There are two issues that I want to blather on about in this article. First is the "use" of Allen and Van as devices for development of one of the themes of Escaflowne. The second is about Folken's character and his place in the series.
In the last several episodes of Escaflowne, we have begun to see the show's theme or moral lesson. In episode 26, Isaac's ghost explains it quite directly. People cause war. Those who desire conflict, those who hate and want to kill, cause the death and decimation that is war. Van and Allen are both this type of person.

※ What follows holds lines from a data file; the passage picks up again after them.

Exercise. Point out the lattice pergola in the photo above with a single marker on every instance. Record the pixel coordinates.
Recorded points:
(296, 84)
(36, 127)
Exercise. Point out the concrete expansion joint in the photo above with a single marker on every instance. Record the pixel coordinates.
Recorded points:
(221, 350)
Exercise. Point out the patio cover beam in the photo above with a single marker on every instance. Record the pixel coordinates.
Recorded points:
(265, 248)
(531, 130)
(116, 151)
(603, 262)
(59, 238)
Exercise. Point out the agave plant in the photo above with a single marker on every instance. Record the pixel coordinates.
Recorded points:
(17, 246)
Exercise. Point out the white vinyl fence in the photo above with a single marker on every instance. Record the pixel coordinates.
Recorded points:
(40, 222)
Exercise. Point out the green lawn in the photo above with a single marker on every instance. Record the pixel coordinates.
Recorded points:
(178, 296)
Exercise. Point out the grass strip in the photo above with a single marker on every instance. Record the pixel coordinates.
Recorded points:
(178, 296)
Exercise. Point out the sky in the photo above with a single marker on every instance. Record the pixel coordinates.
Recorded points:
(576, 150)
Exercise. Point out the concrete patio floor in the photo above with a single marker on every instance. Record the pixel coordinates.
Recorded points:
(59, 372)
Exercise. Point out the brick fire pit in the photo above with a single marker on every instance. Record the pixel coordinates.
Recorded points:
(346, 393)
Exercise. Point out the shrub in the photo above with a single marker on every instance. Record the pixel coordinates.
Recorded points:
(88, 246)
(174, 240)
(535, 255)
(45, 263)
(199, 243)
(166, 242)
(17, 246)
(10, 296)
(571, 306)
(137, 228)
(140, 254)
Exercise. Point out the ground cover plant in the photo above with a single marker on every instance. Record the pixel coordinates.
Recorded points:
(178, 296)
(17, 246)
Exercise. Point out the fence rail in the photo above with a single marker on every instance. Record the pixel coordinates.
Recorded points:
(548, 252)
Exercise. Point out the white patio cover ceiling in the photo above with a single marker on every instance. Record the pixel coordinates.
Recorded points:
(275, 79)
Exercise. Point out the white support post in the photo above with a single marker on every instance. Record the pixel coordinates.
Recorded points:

More and more in the final episodes, this becomes all too clear. Hitomi begs Van not to kill for the sake of her protection. Just watch the bloodlust flare in Van's eyes when he enters battle! The first time we really got a good look at Van's vicious nature was when he brutally slaughtered Dilandau's lackeys and Escaflowne turned black. At first, I thought that the aftereffects of being drawn into that ghostly world would change Van's attitude. However, when Allen told Hitomi that all warriors go through a trial where they learn to deal with killing, he didn't tell her the outcome of those thoughts. The altering of one's morals and thought patterns to justify objectionable past actions is a well-known psychological phenomenon. Van begins to enjoy the killing.
In Fanelia, while meeting with Folken, earth dragons attack, but they seek only Van, for he carries the most rage. Folken proves also that a heart at peace can overcome this when he stops the dragon and Van. Still, Van pays no heed to his brother nor to Hitomi, both of whom urge him to remove himself from conflicts.
In the last episode, Van's malice reaches its peak as he kills soldier after soldier. It all culminates when Van and Allen fight (as seen in the opening credits) just because they enjoy it. Can Van finally understand why killing and war are wrong before he is consumed by his own fury?
Folken Lakur de Fanel, inventor of the stealth manteau and once heir to the throne of Fanelia, it can argued, was the true main character of Escaflowne. I'm not up on my literary criticism and analysis studies (and grammar), but I think that a fair case can be put forth that Folken is a tragic hero. His story is told through Hitomi and thus is mixed in with her own a bit, but it's all there.
Folken knew from the very start that killing is wrong. We are shown this in flashbacks to Van's childhood. Folken took up the dragon hunt to prevent that responsibility from falling upon Van because he didn't want his innocent brother stained with blood. Unfortunately, Folken, lacking bloodlust himself, was maimed. Then the dragon, sensing Folken's kind heart, left him alone once he was... disarmed. After being picked up by Isaac and learning to deal with his "new parts", he comes to believe that a world without anger and fear can be created with fate-altering devices.
He rescues two young catwomen from racist humans and raises them with love and kindness. Surely he is not a bad guy. His attempts to explain the truth to his younger brother is met with the cold stone of Van's heart. Eventually, he learns that Isaac's moral disposition isn't exactly coincident with his own. In the end, he resolves that he must kill Isaac and himself by consequence of reaction. He even says that he is exchanging his life so that Gaea and Van will have a better future. Truly, Folken is the hero of this story. Well, he's my favorite character, at least.